I guess it’s love because it’s all love. Hope I didn’t scare potential customers away. That’s more important than S. Eek, but true. She would say the same which hurts.
Okay, I’m done for now
November 28, 2019
Today is Thanksgiving. To follow up on yesterday, S did look at my stories. I can tell she’s not as interested. She’s probably just trying to see if I’m screenshotting something from her group.
Good day overall. Going to the park tomorrow with Baylor. 🙂 Working on my Saturn Return workshop. Still trying to figure out webinar versus class. I think a webinar would sell more if I emphasize the Q&A. Will definitely prerecord the main parts. Ha! Just found out that hybrid webinars cost more. Bummer. But I’m thinking about running the webinar and answering the Q&As in the chat.
Gotta go. Glad S answered my question. WHY DO I THINK ABOUT HER SO MUCH?
December 1, 2019
Why not journal today. Fear is creeping up around money. Teachable didn’t pay me. Dad is here. He didn’t go to the store. He’s not going this week.

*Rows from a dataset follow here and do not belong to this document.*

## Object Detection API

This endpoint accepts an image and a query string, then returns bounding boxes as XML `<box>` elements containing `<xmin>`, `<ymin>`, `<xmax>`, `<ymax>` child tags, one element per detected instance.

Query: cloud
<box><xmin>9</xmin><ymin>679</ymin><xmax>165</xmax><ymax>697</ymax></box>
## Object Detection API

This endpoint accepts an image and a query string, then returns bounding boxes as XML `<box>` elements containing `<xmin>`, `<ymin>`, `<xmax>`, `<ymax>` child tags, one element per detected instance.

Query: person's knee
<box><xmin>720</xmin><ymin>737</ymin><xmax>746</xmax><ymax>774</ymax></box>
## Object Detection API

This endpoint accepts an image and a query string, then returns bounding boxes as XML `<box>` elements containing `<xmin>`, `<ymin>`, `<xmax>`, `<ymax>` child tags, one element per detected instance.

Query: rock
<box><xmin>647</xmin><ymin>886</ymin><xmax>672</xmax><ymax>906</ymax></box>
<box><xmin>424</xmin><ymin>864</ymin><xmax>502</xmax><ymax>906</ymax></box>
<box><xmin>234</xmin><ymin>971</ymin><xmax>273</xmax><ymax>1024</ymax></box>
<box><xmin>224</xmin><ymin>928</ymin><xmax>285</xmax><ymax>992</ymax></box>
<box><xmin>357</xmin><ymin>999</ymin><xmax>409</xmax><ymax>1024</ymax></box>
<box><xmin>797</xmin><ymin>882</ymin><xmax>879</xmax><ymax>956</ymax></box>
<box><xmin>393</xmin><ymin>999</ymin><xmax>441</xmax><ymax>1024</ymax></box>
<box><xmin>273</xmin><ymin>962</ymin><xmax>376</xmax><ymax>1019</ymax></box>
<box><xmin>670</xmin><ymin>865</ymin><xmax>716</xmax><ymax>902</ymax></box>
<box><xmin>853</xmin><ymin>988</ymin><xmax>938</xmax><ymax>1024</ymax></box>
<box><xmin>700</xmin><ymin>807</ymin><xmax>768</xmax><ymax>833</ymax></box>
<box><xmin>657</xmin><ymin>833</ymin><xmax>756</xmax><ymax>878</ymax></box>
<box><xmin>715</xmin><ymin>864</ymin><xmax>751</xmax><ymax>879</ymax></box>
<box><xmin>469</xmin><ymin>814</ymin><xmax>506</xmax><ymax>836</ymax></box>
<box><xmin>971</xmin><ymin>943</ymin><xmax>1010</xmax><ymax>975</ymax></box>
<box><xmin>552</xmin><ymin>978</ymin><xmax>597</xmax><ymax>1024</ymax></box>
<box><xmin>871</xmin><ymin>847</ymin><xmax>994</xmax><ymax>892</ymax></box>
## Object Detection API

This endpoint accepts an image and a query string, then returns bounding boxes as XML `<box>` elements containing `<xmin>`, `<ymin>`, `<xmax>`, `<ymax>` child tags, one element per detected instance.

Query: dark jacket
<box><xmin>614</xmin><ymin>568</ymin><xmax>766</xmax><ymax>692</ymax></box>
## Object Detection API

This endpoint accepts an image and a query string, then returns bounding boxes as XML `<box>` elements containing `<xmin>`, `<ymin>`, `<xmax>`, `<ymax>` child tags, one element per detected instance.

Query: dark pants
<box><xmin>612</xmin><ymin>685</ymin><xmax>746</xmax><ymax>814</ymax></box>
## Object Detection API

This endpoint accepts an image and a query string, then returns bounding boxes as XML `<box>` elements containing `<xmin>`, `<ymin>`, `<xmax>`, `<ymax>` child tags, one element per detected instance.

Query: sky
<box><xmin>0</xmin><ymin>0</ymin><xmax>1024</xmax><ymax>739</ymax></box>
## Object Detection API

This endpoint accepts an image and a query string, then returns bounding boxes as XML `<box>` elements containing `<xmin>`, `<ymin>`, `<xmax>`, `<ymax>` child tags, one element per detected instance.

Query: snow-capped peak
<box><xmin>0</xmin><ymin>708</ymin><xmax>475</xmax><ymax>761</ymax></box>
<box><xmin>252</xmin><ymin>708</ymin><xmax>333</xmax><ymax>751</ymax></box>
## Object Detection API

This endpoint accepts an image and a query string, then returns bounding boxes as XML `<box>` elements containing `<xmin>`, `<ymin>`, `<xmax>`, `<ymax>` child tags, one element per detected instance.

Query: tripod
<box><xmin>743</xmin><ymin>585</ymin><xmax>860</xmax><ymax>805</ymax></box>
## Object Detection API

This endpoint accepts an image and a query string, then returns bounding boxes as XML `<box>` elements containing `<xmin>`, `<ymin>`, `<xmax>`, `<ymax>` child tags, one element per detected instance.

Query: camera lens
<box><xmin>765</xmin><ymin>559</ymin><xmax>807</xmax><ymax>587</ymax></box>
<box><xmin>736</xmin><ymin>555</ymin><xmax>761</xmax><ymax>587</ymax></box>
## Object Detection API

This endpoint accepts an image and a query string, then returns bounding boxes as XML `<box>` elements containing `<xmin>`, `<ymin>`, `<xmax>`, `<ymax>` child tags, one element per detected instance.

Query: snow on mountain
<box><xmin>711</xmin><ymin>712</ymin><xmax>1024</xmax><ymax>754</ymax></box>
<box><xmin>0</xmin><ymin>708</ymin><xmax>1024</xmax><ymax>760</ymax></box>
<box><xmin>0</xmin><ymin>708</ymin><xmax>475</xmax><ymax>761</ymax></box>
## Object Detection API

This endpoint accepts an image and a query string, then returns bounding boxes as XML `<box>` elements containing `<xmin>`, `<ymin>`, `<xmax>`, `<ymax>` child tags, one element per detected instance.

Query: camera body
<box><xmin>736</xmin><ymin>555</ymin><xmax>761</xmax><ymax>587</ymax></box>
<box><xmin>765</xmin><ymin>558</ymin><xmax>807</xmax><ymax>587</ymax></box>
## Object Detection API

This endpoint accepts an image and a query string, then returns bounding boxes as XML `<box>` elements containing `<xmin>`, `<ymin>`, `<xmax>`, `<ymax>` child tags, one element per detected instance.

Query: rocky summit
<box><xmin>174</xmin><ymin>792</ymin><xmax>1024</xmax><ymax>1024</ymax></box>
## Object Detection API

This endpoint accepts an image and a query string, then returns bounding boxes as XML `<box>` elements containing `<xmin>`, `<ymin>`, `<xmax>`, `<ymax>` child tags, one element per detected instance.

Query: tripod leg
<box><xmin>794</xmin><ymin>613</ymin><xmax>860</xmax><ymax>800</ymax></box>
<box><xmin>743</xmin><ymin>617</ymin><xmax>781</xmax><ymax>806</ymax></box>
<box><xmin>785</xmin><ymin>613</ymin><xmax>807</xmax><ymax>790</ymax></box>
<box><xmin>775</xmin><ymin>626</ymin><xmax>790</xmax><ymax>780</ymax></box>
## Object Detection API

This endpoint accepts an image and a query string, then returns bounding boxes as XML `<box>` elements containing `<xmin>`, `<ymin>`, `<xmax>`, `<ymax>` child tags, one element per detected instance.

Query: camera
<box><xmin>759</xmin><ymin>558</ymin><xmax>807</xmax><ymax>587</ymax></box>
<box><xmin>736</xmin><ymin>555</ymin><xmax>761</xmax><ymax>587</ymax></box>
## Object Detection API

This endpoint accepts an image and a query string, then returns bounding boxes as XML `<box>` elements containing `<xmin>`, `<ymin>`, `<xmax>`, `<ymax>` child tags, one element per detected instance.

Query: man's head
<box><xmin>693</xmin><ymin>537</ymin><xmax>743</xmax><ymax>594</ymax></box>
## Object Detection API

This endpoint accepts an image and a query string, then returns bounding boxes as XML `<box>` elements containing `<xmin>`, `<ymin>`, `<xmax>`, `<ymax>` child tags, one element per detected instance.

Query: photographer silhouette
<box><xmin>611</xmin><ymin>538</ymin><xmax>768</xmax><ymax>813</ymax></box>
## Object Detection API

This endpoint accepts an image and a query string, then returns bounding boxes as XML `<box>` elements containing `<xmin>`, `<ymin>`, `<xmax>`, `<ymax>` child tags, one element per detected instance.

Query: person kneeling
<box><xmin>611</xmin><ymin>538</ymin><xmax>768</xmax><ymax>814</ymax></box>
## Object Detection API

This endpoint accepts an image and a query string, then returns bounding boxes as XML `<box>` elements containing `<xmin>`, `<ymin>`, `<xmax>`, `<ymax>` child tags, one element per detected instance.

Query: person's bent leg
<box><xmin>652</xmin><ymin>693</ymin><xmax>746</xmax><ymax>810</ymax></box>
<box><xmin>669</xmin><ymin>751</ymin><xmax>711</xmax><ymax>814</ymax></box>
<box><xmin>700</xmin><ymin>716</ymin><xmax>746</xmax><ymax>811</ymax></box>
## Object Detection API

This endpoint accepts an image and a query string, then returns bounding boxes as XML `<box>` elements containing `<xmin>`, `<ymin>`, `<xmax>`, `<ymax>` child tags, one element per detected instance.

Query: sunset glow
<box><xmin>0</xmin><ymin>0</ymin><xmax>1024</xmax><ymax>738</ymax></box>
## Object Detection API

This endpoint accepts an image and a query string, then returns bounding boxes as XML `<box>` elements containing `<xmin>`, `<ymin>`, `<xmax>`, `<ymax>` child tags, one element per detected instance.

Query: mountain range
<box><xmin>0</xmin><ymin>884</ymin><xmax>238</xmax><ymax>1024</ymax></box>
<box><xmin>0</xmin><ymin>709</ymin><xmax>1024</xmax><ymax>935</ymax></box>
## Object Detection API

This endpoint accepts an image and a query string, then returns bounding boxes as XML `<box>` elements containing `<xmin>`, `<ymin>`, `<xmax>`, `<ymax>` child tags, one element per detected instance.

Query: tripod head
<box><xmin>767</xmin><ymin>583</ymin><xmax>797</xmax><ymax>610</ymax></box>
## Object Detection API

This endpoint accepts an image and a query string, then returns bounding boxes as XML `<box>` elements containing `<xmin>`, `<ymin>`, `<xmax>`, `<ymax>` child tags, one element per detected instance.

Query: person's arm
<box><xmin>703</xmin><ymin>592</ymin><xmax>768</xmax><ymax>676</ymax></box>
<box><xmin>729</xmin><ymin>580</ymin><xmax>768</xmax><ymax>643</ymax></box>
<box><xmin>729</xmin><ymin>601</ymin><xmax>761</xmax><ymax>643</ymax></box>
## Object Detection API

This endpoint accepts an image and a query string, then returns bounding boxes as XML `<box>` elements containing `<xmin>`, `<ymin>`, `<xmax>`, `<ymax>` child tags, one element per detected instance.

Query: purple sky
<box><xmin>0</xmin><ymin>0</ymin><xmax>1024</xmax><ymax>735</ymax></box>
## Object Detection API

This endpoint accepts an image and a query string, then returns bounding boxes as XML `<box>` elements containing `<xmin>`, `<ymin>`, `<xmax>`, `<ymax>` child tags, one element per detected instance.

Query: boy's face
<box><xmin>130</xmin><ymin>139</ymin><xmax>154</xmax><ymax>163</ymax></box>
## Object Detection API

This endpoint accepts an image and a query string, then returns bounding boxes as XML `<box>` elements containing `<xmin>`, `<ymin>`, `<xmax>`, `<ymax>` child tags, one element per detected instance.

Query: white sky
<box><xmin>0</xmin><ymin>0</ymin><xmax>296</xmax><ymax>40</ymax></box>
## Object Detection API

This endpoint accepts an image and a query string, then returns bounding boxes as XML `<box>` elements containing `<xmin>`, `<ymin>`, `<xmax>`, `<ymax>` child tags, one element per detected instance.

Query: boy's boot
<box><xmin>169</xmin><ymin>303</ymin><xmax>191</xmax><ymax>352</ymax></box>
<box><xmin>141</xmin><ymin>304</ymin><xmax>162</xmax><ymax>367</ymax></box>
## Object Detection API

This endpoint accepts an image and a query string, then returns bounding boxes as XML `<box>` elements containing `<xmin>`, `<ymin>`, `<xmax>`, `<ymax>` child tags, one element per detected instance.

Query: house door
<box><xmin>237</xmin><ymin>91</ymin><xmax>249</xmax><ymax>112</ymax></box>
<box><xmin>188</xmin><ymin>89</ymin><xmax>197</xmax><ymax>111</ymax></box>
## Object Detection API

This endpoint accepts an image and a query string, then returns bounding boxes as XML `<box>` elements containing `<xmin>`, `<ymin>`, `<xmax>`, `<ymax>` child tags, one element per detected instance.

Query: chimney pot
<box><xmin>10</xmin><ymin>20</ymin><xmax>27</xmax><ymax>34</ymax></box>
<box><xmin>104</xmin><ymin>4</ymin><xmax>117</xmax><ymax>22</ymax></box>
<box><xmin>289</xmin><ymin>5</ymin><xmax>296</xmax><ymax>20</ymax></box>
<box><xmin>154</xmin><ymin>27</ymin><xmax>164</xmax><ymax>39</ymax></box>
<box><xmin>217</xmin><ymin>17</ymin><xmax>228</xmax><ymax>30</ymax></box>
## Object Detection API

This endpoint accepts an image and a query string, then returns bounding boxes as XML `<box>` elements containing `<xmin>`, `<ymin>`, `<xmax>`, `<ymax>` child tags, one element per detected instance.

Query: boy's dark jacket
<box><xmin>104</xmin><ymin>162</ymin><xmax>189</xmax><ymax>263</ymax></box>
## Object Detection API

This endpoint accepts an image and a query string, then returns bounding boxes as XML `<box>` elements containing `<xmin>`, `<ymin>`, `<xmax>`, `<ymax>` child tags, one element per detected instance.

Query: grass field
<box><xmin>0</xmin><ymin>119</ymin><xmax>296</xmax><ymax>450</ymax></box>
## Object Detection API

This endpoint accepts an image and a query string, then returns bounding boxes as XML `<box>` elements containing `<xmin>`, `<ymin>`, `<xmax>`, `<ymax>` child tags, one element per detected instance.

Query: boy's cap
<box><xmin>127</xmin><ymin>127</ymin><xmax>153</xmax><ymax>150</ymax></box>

Baylor has to go to the vet on Thursday for his checkup.
Was tempted to spend on a journaling course. So glad I didn’t. Things still tempt me. Sucks. Have to be conscious. Need to make money. I got two sales today with my Cyber Monday sale. Unfortunately, one is a tarot reading. I will try to record it on Wednesday.
I just hope Teachable pays me. They will probably get back to me tomorrow.
I need a morning routine. I just don’t want to get up earlier. Already get up too early. My dream is to get up at 7:30 or maybe 8.
Have to work on Saturn Return. Nervous about work.
December 5, 2019
Oh, you don’t want to know. LOL. Horrible? Baylor weighed 19 pounds as I thought. I told my mom she was lying and that she wouldn’t admit anything anyway. She got pissed. She said I don’t appreciate being called a liar. FUCK. Confrontation sucks, but I felt like I had to even though she’s not feeding Baylor now because he’s with me. (Dad is here).
I don’t know. I need to nap and do the reading a customer paid for.